Data mining is the key component of the Knowledge Discovery in Databases (KDD) which is discovering useful information from the data. KDD is made up of multiple functions: data storage and access, scaling algorithms to massive data sets and interpreting results. The data cleansing and data access process included in data warehousing facilitate the KDD process. Artificial intelligence also supports KDD. The patterns recognised in the data must be valid on new data, and possess some degree of certainty. These patterns are considered new knowledge.
Traditional methods of turning data into knowledge usually relied on manual analysis. This meant that testing a data set for patterns were slow and expensive but most of all, highly subjective. Databases have gotten big and so much more extra data is being stored. Data analysis needed to become automated to remove these problems, hence the KDD process was developed.
Data is chosen that is to be used in the data mining process.
A target data set must be created before the data mining algorithms can be used to identify patterns in the data. The target data set must be big enough to contain these patterns while still containing enough detail to be mined. Data warehouses are typical data sources as they allow improved access to the information and they are purposely built to perform quickly in retrieving the necessary data. Pre-processing is important in searching for relationships in the data; the data set must be correct and ready for use before the data mining stage. The target data set is then cleaned ie removing errors, missing values, noisy or inconsistent data.
After the data has been cleaned, it needs to be converted to a new format ready for mining.

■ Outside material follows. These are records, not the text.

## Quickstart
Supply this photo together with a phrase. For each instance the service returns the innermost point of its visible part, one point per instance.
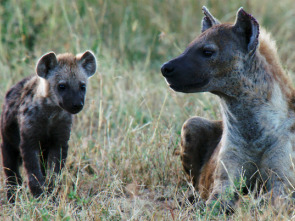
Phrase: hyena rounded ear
(88, 63)
(247, 26)
(208, 21)
(46, 63)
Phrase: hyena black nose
(167, 69)
(78, 106)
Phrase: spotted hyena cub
(256, 138)
(37, 117)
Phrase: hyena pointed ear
(208, 21)
(46, 63)
(247, 26)
(88, 63)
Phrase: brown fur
(37, 117)
(256, 140)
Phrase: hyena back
(37, 117)
(238, 63)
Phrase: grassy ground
(122, 163)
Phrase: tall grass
(122, 161)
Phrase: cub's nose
(167, 69)
(77, 106)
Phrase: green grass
(122, 163)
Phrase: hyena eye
(208, 53)
(83, 87)
(62, 86)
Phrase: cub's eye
(83, 87)
(208, 53)
(62, 86)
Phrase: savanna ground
(123, 162)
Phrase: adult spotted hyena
(239, 64)
(37, 117)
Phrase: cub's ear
(46, 63)
(88, 63)
(247, 27)
(208, 21)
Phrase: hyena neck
(261, 102)
(44, 97)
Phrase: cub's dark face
(66, 77)
(214, 59)
(71, 94)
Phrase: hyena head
(213, 61)
(64, 78)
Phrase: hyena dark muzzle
(186, 73)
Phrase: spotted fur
(255, 140)
(37, 117)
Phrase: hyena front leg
(278, 169)
(57, 152)
(199, 139)
(57, 155)
(30, 150)
(11, 163)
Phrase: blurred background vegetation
(127, 136)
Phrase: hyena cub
(37, 117)
(256, 138)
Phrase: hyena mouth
(189, 88)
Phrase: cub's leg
(199, 139)
(58, 151)
(11, 164)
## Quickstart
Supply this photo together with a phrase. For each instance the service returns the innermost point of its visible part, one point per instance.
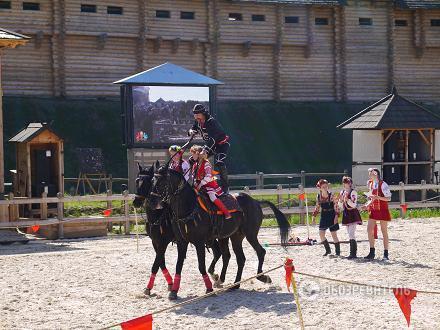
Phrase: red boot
(222, 208)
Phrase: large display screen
(162, 115)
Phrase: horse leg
(261, 252)
(200, 248)
(216, 252)
(182, 247)
(165, 271)
(237, 240)
(226, 256)
(156, 264)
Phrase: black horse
(196, 226)
(159, 227)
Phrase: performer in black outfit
(216, 141)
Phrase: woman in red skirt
(378, 197)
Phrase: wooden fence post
(43, 206)
(301, 204)
(279, 195)
(109, 207)
(423, 195)
(126, 213)
(60, 215)
(303, 179)
(402, 198)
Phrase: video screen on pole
(162, 115)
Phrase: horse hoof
(214, 277)
(235, 287)
(172, 295)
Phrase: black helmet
(200, 108)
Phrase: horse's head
(144, 182)
(166, 184)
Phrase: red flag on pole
(404, 298)
(289, 268)
(140, 323)
(404, 207)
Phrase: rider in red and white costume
(177, 162)
(204, 180)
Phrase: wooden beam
(406, 155)
(390, 50)
(277, 52)
(388, 136)
(423, 137)
(309, 31)
(140, 46)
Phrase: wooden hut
(399, 137)
(302, 50)
(39, 161)
(8, 39)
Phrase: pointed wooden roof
(31, 131)
(169, 74)
(9, 39)
(392, 112)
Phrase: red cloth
(404, 298)
(289, 268)
(140, 323)
(378, 209)
(204, 172)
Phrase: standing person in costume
(329, 217)
(350, 214)
(177, 162)
(216, 140)
(204, 181)
(379, 195)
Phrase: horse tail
(282, 221)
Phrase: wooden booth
(399, 137)
(40, 165)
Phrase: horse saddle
(228, 200)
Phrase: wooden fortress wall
(80, 54)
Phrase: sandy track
(96, 282)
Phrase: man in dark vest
(216, 141)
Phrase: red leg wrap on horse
(151, 282)
(207, 281)
(167, 276)
(176, 284)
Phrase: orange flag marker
(140, 323)
(404, 298)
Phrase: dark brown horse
(159, 228)
(194, 225)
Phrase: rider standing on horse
(216, 141)
(203, 179)
(177, 162)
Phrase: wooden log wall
(76, 54)
(417, 69)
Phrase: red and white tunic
(378, 209)
(350, 213)
(181, 166)
(204, 179)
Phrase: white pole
(307, 216)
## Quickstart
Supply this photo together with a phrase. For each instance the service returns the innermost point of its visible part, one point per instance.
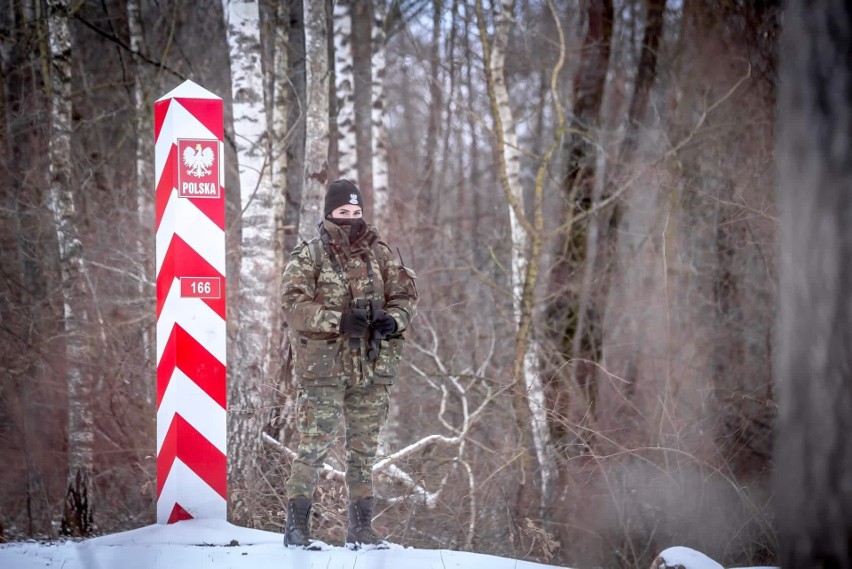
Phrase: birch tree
(280, 135)
(379, 115)
(316, 151)
(258, 310)
(344, 85)
(77, 515)
(526, 243)
(143, 190)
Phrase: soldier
(347, 302)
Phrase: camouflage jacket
(314, 297)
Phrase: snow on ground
(196, 544)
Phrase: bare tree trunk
(529, 393)
(77, 516)
(433, 126)
(645, 74)
(381, 184)
(281, 87)
(316, 152)
(344, 82)
(572, 310)
(17, 115)
(814, 361)
(144, 191)
(257, 316)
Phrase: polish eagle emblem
(198, 160)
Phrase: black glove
(355, 323)
(383, 324)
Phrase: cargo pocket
(317, 361)
(387, 364)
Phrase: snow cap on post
(190, 268)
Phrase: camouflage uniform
(335, 378)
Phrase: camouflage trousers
(364, 409)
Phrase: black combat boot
(297, 532)
(361, 531)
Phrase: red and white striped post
(190, 235)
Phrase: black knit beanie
(342, 192)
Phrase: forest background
(585, 189)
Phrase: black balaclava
(343, 192)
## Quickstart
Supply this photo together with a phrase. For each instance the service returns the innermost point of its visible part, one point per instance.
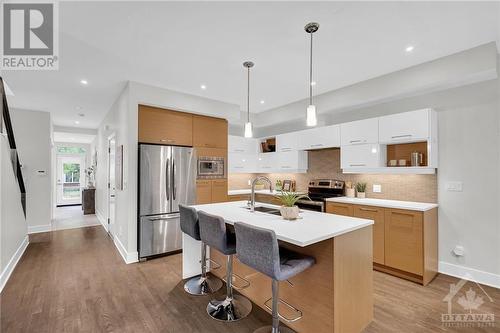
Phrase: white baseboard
(128, 257)
(101, 219)
(39, 228)
(7, 271)
(471, 274)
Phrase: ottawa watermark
(464, 306)
(30, 38)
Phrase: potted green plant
(361, 190)
(289, 210)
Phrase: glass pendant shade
(312, 120)
(248, 130)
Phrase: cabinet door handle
(401, 136)
(368, 210)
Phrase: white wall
(32, 131)
(13, 226)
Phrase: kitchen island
(335, 295)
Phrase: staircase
(6, 129)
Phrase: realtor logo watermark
(468, 314)
(30, 39)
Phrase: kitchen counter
(340, 284)
(409, 205)
(266, 192)
(312, 227)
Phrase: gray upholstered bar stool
(203, 284)
(258, 248)
(213, 232)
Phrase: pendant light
(248, 124)
(311, 118)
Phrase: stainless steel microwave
(211, 167)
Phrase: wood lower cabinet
(209, 132)
(404, 241)
(377, 215)
(219, 190)
(166, 127)
(339, 209)
(211, 191)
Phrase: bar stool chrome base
(269, 329)
(199, 285)
(230, 309)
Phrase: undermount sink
(268, 210)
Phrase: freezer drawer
(160, 234)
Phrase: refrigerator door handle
(174, 188)
(167, 182)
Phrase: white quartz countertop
(312, 227)
(248, 191)
(409, 205)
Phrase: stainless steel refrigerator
(167, 178)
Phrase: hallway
(70, 217)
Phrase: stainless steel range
(318, 191)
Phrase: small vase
(289, 213)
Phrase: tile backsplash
(326, 164)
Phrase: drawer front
(377, 215)
(404, 240)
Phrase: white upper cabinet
(286, 142)
(359, 132)
(362, 156)
(239, 144)
(319, 138)
(405, 127)
(242, 163)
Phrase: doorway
(70, 179)
(111, 184)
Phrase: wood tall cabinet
(166, 127)
(207, 134)
(404, 241)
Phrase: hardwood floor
(75, 281)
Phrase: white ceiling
(73, 137)
(181, 45)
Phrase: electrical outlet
(454, 186)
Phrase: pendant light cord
(248, 95)
(310, 74)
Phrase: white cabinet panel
(362, 156)
(242, 163)
(359, 132)
(239, 144)
(267, 162)
(293, 161)
(319, 138)
(405, 127)
(286, 142)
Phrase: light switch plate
(454, 186)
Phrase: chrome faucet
(252, 197)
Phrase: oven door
(317, 206)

The system will detect the data’s original format, determine what it needs to translated to in order for it to be usable by the new system and then proceeds to transform the data.
Data mining algorithms are now applied to discover the patterns and relationships in the data. The following functions are applied to the data sets:
Detecting anomalies – identifies unusual and uncommon data that are unexpected and do not follow the common pattern of other results. Any results that have found to be anomalies could be incorrect and will require investigating into.
Association rule learning – uses strict rules to identify relationships between the parameters used to obtain the data. Similar to machine learning, the machine uses algorithms to find the solutions, however, where it is differs is machine learning determines the algorithms itself and does not require the strict rules to be set.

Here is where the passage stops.